Избачами, заведующими клубами, библиотекарями, как правило, являлись люди случайные, малообразованные, далекие от культуры. Платили им за работу жалкие гроши, и чтоб не помереть с голодухи, они выращивали картошку, морковку и прочую огородную овощ, доили коровенку, кормили кур, словом, вели натуральное хозяйство, на что и уходили вся их энергия и все время. Потому и редко, невероятно редко, распахивались двери клубов, открывались избы-читальни и библиотеки. Иногда мне полдня приходилось затратить на поиски хозяек этих культпросветучреждений.

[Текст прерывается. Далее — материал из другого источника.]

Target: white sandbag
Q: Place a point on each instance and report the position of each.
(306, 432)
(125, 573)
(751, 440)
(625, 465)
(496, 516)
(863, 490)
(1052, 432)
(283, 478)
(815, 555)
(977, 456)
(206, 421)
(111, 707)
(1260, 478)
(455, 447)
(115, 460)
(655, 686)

Я журил, подгонял, подстегивал этих культдеятелей и, конечно же, и прежде всего стремился им пособить волочь неуклюжий, кособокий культвоз. Надо было на зиму запасать дрова. Мало-мальски, хоть кое-как, но отремонтировать убогие «храмы культуры»: застеклить окна, заделать щели, возможно, побелить, подремонтировать полы, печи, скамьи и столы. И все это за счет колхоза, его руками. А у колхоза каждая пара мастеровых рук – дороже и нужнее золота. Все плотники, печники, кузнецы, столяры и иные мастера отсутствовали: они обороняли Ленинград, отбивали Москву, прикрывали Сталинград, освобождали Киев, словом, – воевали. Но жизнь из-за войны не приостанавливается, даже не усмиряет свой бег. Новое становится подержанным, поношенным, бывшим в употреблении: это бывшее превращается в старое, старое – в ветхое, ветхое – в прах. И чтобы попридержать неминуемый, неотвратимый распад, следовало вовремя что-то подновить, подремонтировать, подкрасить-побелить, перебрать-переложить, но рук, способных сделать это, не было.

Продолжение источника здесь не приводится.